What measures can we take to mitigate the bad influences of the digital age on beauty ideals?
Clementine Prendergast: Well, sign the #FakeBodies petition and take a look at to vary the law on photoshopping to get us some clarity on what’s real and what will not be! But more seriously, I believe I answer more with respect to mitigating the bad influences on the earth. The results of the digital age are probably no higher or worse than previous eras, they simply manifest in alternative ways. It’s about teaching young people critical pondering, mental resilience, emotional intelligence, introspection. Encouraging people to query what they see, encourage and teach them the set of tools to just accept their minds, their bodies, their negative feelings and experiences as quickly as possible. We’re never not going to have beauty standards – to be human is to desire beauty – we just need to be critical within the messages society feeds us and develop the resilience to the entire rubbish the world throws us!
What does the longer term of beauty appear to be to you?
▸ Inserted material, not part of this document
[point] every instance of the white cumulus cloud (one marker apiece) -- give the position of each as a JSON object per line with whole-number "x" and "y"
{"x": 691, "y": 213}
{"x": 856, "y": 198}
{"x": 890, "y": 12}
Clementine Prendergast: I believe social media goes to proceed to encourage young people to self-objectify – I’m interested to see the evolution of the ‘selfie’. I fear for the rise in surgeries and pseudo-science diets – the flexibility to remodel our physical selves into any shape/ any aesthetic we would like. While I believe we are going to increasingly live in a hyper-real, hyper-happy, hyper-filtered world I also think we are going to see the rise of subcultures subverting and questions these norms (a la Dazed Beauty!).
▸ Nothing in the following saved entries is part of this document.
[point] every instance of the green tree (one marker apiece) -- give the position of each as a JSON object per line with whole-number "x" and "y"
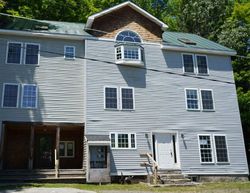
{"x": 203, "y": 17}
{"x": 235, "y": 33}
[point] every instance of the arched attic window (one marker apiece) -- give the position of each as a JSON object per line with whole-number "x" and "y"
{"x": 128, "y": 36}
{"x": 128, "y": 50}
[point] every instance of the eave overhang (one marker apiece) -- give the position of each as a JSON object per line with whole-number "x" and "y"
{"x": 131, "y": 5}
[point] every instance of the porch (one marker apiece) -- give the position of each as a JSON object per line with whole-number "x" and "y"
{"x": 42, "y": 151}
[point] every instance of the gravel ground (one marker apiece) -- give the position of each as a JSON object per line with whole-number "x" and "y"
{"x": 47, "y": 190}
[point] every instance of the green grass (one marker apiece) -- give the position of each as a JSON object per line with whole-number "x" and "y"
{"x": 204, "y": 188}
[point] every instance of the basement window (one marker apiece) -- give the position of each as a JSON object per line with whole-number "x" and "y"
{"x": 67, "y": 149}
{"x": 128, "y": 50}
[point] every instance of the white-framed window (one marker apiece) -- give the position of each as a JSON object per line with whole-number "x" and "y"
{"x": 188, "y": 63}
{"x": 32, "y": 53}
{"x": 128, "y": 50}
{"x": 207, "y": 99}
{"x": 206, "y": 149}
{"x": 29, "y": 96}
{"x": 67, "y": 149}
{"x": 110, "y": 97}
{"x": 14, "y": 53}
{"x": 192, "y": 99}
{"x": 221, "y": 150}
{"x": 123, "y": 140}
{"x": 202, "y": 66}
{"x": 69, "y": 52}
{"x": 10, "y": 95}
{"x": 195, "y": 64}
{"x": 127, "y": 98}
What lies in the longer term for yourself and Fat Girl?
Clementine Prendergast: I’m planning on self-publishing a book in some unspecified time in the future in the brand new 12 months exploring the practice of embodiment – how we ingest and project and understand our emotional selves through our own bodies, with a specific emphasis in exploring this within the digital age. I’m also going to start out teaching body image and digital resilience workshops in schools to assist young people to arrange for a life lived online and proceed planning on how one can develop the Fat Girl chatbot and switch it right into a more sophisticated piece of technology which may be used as a therapy tool specifically targeted to those scuffling with body image and eating disorder issues. Then once I get to about 50, I’ll train to be a therapist.